W3C home > Mailing lists > Public > www-tag@w3.org > April 2003

Re: [Minutes] 14 Apr 2003 TAG teleconf (URIEquivalence-15, IRIEverywhere-27, xmlIDSemantics-32, abstractComponentRefs-37, namespaceDocument-8)

From: Tim Bray <tbray@textuality.com>
Date: Tue, 15 Apr 2003 14:55:03 -0700
Message-ID: <3E9C7FB7.4050601@textuality.com>
To: Chris Lilley <chris@w3.org>
Cc: "Ian B. Jacobs" <ij@w3.org>, www-tag@w3.org

Chris Lilley wrote:

> I would not like people to get the impression from reading these
> minutes that i am in favour of 'canonicalizing' IRIs by hexifying
> them. Like Martin says and like the IRI spec says, only do this as a
> last resort when using antiquated transport protocols. Better is to
> use whatever method (quoted-unreadable, base64, ncr, \u) the
> environment provides to preserve the original characters.

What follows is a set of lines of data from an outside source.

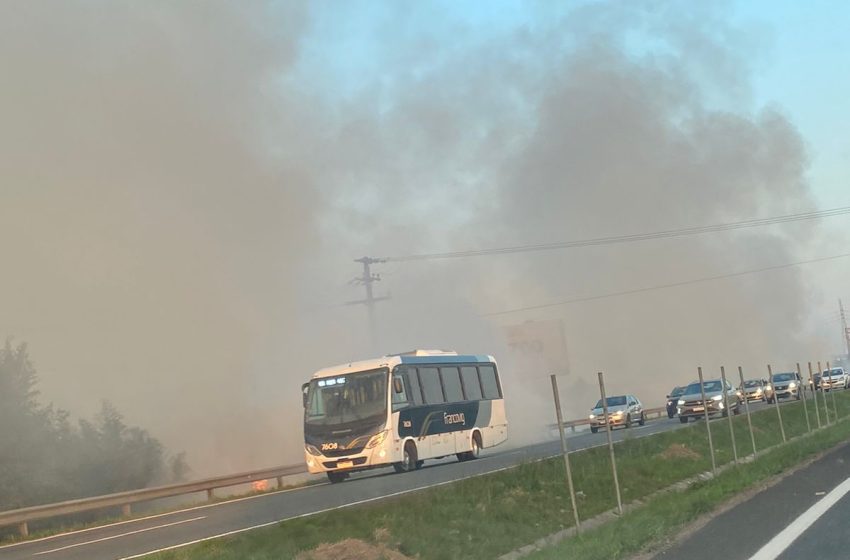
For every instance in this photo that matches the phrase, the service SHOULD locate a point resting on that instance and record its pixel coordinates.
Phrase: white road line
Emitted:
(120, 535)
(164, 514)
(783, 540)
(360, 502)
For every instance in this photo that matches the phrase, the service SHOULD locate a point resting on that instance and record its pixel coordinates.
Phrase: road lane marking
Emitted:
(360, 502)
(778, 544)
(120, 535)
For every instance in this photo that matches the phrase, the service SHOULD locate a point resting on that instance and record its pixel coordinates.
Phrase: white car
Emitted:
(834, 377)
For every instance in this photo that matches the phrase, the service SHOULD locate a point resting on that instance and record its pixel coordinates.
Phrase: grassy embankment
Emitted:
(490, 515)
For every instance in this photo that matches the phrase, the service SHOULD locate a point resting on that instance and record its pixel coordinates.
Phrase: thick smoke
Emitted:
(183, 193)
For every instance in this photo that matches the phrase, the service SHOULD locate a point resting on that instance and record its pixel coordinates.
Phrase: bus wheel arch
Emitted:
(409, 459)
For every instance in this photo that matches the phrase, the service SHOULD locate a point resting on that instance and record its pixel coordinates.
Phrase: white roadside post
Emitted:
(565, 451)
(610, 443)
(707, 425)
(776, 403)
(729, 414)
(814, 394)
(823, 394)
(805, 406)
(832, 390)
(747, 409)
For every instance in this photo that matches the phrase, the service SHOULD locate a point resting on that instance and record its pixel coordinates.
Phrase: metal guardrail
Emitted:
(21, 517)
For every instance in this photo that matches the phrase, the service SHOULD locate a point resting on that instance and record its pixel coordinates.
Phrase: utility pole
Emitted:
(367, 280)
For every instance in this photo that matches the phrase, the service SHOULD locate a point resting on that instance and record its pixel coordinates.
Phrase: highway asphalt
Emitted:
(795, 519)
(134, 538)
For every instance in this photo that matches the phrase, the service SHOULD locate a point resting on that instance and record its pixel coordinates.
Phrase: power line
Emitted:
(664, 286)
(616, 239)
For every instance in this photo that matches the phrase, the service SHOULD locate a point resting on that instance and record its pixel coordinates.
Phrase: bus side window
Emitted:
(451, 384)
(400, 400)
(488, 382)
(471, 384)
(430, 379)
(414, 392)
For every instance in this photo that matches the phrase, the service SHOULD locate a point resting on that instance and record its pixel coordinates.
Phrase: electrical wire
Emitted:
(616, 239)
(664, 286)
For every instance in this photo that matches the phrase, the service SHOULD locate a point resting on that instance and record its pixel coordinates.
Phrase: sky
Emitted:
(185, 187)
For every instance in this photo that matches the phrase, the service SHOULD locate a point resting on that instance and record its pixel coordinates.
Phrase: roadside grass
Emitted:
(490, 515)
(647, 527)
(108, 516)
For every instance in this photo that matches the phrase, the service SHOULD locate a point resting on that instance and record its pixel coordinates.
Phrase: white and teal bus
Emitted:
(400, 410)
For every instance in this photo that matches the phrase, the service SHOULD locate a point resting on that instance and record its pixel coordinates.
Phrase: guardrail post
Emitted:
(707, 426)
(805, 406)
(823, 394)
(610, 443)
(814, 394)
(747, 409)
(729, 414)
(565, 451)
(834, 403)
(776, 403)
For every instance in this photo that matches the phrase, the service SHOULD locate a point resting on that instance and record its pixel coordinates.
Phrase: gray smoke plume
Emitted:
(182, 201)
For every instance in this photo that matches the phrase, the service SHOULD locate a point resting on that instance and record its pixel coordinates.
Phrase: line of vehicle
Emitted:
(779, 543)
(75, 545)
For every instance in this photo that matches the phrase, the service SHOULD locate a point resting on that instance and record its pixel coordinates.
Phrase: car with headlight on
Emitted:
(834, 378)
(755, 390)
(623, 410)
(786, 386)
(692, 405)
(672, 398)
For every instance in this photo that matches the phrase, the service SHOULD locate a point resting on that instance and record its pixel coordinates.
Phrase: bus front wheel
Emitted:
(336, 476)
(409, 459)
(476, 449)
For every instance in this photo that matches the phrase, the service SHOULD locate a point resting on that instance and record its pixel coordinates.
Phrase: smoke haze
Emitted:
(185, 186)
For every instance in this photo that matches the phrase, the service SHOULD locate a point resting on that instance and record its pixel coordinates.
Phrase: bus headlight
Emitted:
(377, 439)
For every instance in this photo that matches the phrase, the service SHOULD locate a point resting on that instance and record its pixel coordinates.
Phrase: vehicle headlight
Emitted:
(377, 439)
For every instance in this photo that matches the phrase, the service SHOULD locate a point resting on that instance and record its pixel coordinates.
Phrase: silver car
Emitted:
(623, 410)
(833, 378)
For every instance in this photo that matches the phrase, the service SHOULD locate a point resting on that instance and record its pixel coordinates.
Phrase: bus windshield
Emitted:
(346, 398)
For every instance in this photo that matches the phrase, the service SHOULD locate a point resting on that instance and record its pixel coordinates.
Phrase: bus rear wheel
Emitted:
(476, 449)
(409, 459)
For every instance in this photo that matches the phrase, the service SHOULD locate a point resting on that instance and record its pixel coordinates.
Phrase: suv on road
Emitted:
(834, 377)
(755, 390)
(691, 404)
(672, 398)
(623, 410)
(786, 385)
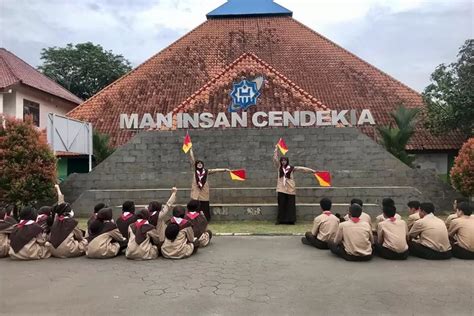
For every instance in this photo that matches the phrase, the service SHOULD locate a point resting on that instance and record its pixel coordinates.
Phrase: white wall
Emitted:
(437, 161)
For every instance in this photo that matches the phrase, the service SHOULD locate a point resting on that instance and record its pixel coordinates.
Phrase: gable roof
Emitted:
(337, 78)
(13, 70)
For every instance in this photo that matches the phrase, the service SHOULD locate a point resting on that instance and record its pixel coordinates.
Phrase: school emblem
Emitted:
(245, 94)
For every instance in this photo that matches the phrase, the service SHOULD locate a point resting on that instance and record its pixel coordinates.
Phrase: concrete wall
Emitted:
(145, 168)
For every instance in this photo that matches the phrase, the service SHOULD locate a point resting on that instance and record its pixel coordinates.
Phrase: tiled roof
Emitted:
(13, 70)
(324, 70)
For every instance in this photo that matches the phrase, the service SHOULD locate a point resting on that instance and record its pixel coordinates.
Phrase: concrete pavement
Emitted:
(238, 276)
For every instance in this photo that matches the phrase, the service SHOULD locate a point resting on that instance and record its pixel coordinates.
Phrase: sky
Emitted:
(405, 38)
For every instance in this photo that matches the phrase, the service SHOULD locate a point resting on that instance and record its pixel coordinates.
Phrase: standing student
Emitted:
(144, 241)
(392, 235)
(461, 232)
(429, 236)
(6, 229)
(128, 217)
(198, 223)
(354, 238)
(286, 188)
(159, 213)
(27, 240)
(413, 213)
(324, 227)
(105, 240)
(200, 183)
(66, 239)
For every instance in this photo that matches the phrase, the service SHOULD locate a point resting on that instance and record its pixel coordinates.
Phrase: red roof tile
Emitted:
(14, 70)
(315, 65)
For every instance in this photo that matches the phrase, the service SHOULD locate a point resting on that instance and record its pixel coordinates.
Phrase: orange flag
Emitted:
(282, 146)
(238, 175)
(324, 178)
(187, 144)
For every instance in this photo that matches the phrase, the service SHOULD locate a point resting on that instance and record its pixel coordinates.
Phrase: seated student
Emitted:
(27, 240)
(324, 227)
(413, 213)
(461, 231)
(158, 213)
(66, 239)
(144, 241)
(105, 240)
(354, 238)
(128, 217)
(45, 218)
(386, 202)
(392, 235)
(5, 230)
(179, 242)
(199, 223)
(454, 215)
(364, 216)
(429, 236)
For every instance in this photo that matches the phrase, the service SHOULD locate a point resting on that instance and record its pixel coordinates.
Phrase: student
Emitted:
(45, 218)
(413, 213)
(461, 231)
(27, 241)
(324, 227)
(364, 216)
(386, 202)
(66, 239)
(200, 183)
(454, 215)
(429, 236)
(392, 235)
(105, 240)
(158, 213)
(6, 229)
(128, 217)
(144, 241)
(354, 238)
(179, 242)
(198, 223)
(286, 188)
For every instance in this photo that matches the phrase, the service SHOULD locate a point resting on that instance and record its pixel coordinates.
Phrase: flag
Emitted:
(187, 144)
(282, 146)
(324, 178)
(238, 175)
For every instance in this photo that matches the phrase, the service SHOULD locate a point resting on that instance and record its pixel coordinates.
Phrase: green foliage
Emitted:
(102, 148)
(27, 164)
(83, 69)
(462, 174)
(395, 139)
(450, 96)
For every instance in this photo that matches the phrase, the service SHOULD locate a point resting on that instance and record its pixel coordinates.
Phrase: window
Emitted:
(31, 108)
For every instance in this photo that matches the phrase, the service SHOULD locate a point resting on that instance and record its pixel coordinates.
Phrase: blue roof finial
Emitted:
(234, 8)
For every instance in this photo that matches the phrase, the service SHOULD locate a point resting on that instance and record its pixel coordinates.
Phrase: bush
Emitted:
(27, 164)
(462, 173)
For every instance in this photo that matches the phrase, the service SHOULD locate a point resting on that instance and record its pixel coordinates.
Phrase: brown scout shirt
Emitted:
(432, 233)
(462, 230)
(325, 226)
(357, 238)
(393, 235)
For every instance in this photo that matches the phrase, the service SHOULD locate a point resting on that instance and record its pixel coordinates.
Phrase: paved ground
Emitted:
(238, 276)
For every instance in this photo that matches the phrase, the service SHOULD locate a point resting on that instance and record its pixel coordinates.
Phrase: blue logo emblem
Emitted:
(245, 94)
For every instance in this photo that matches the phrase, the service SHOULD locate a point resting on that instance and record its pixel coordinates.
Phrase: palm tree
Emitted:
(395, 139)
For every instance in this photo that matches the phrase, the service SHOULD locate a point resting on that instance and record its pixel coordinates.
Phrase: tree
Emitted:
(395, 139)
(27, 164)
(102, 148)
(462, 173)
(450, 96)
(83, 69)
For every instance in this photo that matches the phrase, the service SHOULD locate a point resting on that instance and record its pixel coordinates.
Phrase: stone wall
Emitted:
(151, 163)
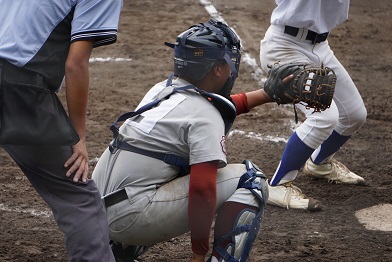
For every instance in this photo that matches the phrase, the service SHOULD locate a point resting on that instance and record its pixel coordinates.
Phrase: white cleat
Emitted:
(291, 197)
(333, 171)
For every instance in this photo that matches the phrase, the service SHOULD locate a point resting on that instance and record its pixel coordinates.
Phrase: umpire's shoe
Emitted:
(291, 197)
(128, 254)
(333, 171)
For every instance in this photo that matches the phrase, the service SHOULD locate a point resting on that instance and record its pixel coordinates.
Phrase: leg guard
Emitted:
(248, 222)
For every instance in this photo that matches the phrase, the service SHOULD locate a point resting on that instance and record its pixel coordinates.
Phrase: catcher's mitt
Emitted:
(313, 85)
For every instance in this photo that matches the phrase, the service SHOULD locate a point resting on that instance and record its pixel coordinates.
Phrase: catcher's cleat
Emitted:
(333, 171)
(289, 196)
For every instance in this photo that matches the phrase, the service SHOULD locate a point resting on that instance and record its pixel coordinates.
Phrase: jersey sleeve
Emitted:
(96, 20)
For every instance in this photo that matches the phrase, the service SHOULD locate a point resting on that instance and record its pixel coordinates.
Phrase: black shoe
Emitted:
(128, 254)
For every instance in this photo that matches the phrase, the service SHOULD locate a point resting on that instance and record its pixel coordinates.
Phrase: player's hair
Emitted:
(203, 46)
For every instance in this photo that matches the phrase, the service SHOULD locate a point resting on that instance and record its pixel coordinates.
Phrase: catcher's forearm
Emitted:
(257, 97)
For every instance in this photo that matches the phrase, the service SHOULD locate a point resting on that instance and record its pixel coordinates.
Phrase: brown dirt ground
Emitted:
(334, 234)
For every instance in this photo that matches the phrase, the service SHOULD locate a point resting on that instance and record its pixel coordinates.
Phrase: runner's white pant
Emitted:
(347, 112)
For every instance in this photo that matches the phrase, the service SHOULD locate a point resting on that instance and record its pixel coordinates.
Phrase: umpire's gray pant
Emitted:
(77, 207)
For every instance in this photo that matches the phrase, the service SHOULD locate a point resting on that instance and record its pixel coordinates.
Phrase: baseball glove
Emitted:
(313, 85)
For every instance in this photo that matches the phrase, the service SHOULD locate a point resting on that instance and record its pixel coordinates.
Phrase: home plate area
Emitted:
(377, 217)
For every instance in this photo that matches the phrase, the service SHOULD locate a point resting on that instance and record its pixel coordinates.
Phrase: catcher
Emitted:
(165, 172)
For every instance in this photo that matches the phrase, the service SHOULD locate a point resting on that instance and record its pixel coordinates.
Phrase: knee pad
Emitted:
(248, 222)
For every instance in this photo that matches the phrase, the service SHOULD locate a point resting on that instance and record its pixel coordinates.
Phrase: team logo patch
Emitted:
(223, 145)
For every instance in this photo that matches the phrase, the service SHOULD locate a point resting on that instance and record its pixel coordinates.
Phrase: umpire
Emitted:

I think I agree, but that last sentence is potentially very misleading. 
  If the IRI is embedded in an XML document, the IRI's Unicode 
characters should appear in the infoset as themselves and *only* as 
themselves unless they IRI/URI-special characters like '#' or '%', in 
which case they should appear *only* as %-escapes.   In the XML 
instance, this may be accomplished by having them appear as themselves 
(if you're using an encoding that supports them) or via NCRs.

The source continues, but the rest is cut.